Oil-patch giants such as Schlumberger, Halliburton, and Rowan have attracted interest lately, which has pushed up their stock. But a small rival, Lone Star Technologies (LSST), has been in a slump. Shares fell from 9 1/4 to 7 5/8 in two weeks, after hitting 10 1/4 in September. Smart investors aren't turned off. They're buying in.
One big buyer is Texas financier Robert Bass, whose group raised its Lone Star stake from 22% in March to 27% as of Nov. 1--purchasing shares at prices ranging from 7 to more than 9. Lone Star makes oil-field and industrial gear. What's Bass up to? So far, it's not quite clear: In its Securities & Exchange Commission filing, the group said it would be a "passive" investor. But a Lone Star spokesperson says there is no standstill agreement between Bass and the company. "Our relationship with the Basses is very cordial," she says. Another big buyer of Lone Star says of Bass: "He makes mistakes--but not in oil or in his own backyard."

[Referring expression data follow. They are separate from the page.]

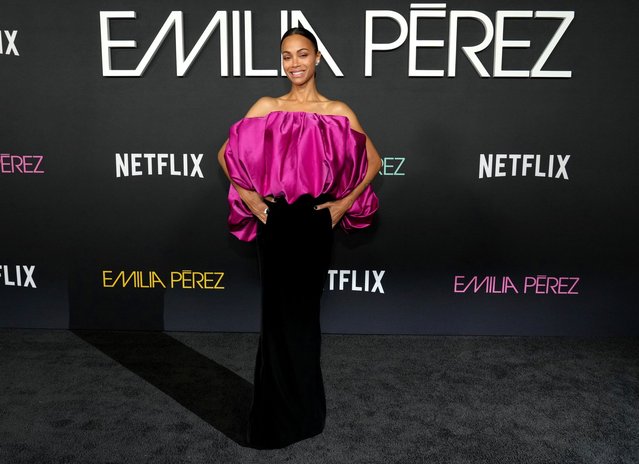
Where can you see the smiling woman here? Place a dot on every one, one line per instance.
(298, 164)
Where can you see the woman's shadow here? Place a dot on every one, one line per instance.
(214, 393)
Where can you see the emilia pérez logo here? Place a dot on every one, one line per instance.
(537, 284)
(184, 279)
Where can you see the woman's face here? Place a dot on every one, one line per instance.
(298, 58)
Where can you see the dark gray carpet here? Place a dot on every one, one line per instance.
(139, 397)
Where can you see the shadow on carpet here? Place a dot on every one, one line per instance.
(211, 391)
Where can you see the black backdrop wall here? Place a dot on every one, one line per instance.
(508, 200)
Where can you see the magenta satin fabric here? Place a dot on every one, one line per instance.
(290, 154)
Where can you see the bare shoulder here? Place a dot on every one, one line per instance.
(262, 107)
(342, 109)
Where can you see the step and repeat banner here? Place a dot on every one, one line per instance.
(508, 198)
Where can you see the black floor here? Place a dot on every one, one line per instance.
(138, 397)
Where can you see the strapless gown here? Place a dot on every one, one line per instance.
(302, 159)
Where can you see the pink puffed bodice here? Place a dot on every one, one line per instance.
(289, 154)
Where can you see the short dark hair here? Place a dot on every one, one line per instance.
(303, 32)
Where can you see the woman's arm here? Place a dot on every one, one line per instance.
(340, 206)
(251, 198)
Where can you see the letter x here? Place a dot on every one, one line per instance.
(11, 37)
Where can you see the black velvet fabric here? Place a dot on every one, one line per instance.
(294, 249)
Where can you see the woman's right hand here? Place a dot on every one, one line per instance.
(254, 201)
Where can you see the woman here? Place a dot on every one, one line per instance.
(298, 164)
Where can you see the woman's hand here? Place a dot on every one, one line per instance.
(255, 203)
(337, 208)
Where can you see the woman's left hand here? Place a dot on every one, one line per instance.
(337, 208)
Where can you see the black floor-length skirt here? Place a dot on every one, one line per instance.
(294, 249)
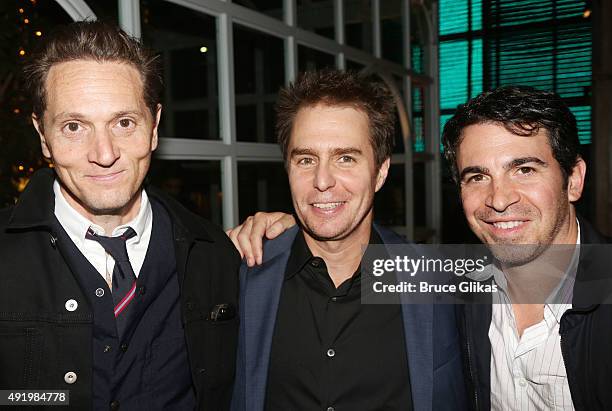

What's so enticing about Lone Star? Even at the depths of the oil-and-gas-drilling cycle, "Lone Star managed to stage what appears to be a turnaround, and it has started to make money this year," says a New York money manager who invests not only in energy but also in industrial-diamond producers. He notes that demand for diamonds among oil operators--for drill bits--has perked up, meaning that an oil revival may be imminent.